Ela virou para a janela e ficou olhando para o horizonte. Henrique decidiu dar um tempo. Pelo jeito que falava, ainda estava afetada pelo fim da relação. Essa história de não ter coração devia ser conversa fiada que contava para se enganar. Se ela era capaz de se emocionar com a música do Robertão, devia ter um coração ali sim.

– Mas o seu problema com o Roberto Carlos é só com o Detalhes? As outras você gosta?

– É só com Detalhes mesmo. Acho a voz do Roberto Carlos extremamente sexy e toda vez que o Antônio cantava para mim eu me lembrava da voz do rei na hora. E ficava excitada.

Disse isso enquanto passava a mão na perna de Henrique. Ele, já nervoso por ter a mulher de seus sonhos a seu lado, quase jogou o carro no acostamento. Carolina percebeu o desconforto dele e tirou a mão na hora, se desculpando.

– Não precisa se desculpar. Não vou negar, estou doido com você desde que entrou no carro. Espera só encontrarmos um lugar mais tranquilo para pararmos e vou te mostrar.

Se virou e deu um beijo rápido na boca dela. Não demorou e eles passaram perto de um motel de beira de estrada, com luzes de neon e o sugestivo nome de “Oásis”. Os dois entraram no primeiro quarto vago e foram logo se beijando. O desejo estava no auge, quando ela começou a tirar a roupa.

De costas, Carolina foi tirando peça por peça. À medida que ela se livrava das roupas, Henrique percebia que era capaz de enxergar através da mulher. A princípio achou que estava louco. Quando ela tirou a blusa, ele pôde ver, ainda que embaçado, o espelho atrás dela. Quando ficou completamente nua, ele já estava desesperado com o que via. Assim que ela se virou, um grito quis sair da garganta dele, mas não teve forças.

Toda manchada de sangue, Carolina olhava para ele com os olhos embaçados, de onde escorria um líquido preto. Pelo corpo, manchas de agressão. No rosto, os lábios que ele tanto admirara agora carregavam um sorriso sádico e dentes apodrecidos, que riam diante da visão daquele homem nu.

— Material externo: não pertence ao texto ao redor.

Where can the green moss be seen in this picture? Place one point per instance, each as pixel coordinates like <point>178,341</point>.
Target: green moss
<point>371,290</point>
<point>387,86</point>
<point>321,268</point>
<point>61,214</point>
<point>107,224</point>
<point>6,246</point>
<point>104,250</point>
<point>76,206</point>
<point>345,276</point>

Sem reação, Henrique só conseguiu olhar enquanto a criatura se aproximava. Com um golpe, Carolina arrancou a cabeça do desafortunado amante e o sangue se espalhou por todo o quarto. Com as mãos, abriu o peito do homem e arrancou o coração. Ali mesmo fez o banquete. Lambuzada de sangue, saiu do quarto para não mais ser vista por ali.

Foi para algum outro ponto da BR 101, com outro visual. Esperava encontrar a próxima vítima o mais rápido possível. Ainda tinha fome.